Now, a handful republican governors have opposed the bans while others explicitly promote them.

“For those who dream about a 2024 future, starting with [South Dakota Governor] Kristi Noem, you don’t want to be in a position to be against your own party, which all of those governors have done so far,” GOP strategist Bill McCoshen says to Politico. “It will help certain voters decide who the conservatives are in the race.”

Noem was among republican politicians like Utah Governor Spencer Cox, who said in February he would not sign a bill banning trans women and girls from playing female sports, and North Dakota Governor Doug Burgum, who vetoed a similar bill.

“These kids are—they’re just trying to stay alive,” Governor Cox said in Feburary. “There’s a reason none of them are playing sports … I just think there’s a better way.

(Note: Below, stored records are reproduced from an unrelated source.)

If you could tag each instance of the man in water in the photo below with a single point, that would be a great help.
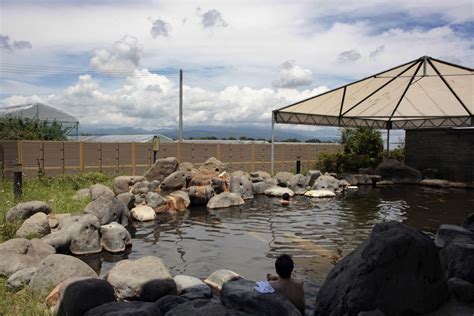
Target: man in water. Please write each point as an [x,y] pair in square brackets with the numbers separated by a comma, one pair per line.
[287,286]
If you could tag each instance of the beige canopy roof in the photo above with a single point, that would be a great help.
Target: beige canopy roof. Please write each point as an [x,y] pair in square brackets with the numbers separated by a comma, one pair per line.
[423,93]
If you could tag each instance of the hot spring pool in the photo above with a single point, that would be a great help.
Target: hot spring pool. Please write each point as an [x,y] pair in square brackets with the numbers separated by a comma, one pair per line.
[316,232]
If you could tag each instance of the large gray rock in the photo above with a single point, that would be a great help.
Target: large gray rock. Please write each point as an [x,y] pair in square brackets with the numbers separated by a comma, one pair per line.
[108,210]
[225,199]
[241,184]
[20,279]
[83,295]
[161,169]
[202,307]
[115,238]
[128,276]
[98,190]
[125,309]
[283,178]
[313,175]
[326,182]
[299,183]
[56,268]
[200,195]
[279,191]
[22,211]
[393,170]
[396,270]
[123,184]
[35,226]
[213,165]
[176,181]
[241,295]
[154,199]
[20,253]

And I hope that there will be enough grace in our state to find a better solution.”

Even Caitlyn Jenner, a republican who announced her bid for California governor, recently told TMZ she supports the bans, despite being a trans woman herself.

Over the past two years, trans girls participating in school sports went from hardly any political attention to one of the republican party’s top priorities, though in many cases, republican politicians are unable to explain how their laws apply to their states or cite specific cases around trans girls having an unfair advantage in youth sports.

Republican strategist Sean Walsh called the embrace of anti-trans athletic bills, and the subsequent divide among the party, ‘silly,’ saying, “Of the great political issues and great outrages of our time, this one just doesn’t hit the meter, you know? … I just don’t see the entire world clamoring over transgender athletes in sports. I just think it’s a lot of time and effort for not really much of an issue.”

The Biden administration is reportedly talking to leaders in the Human Rights Campaign about combatting these bills on a federal level, following Biden’s shoutout to trans youth at a joint session in Congress in April.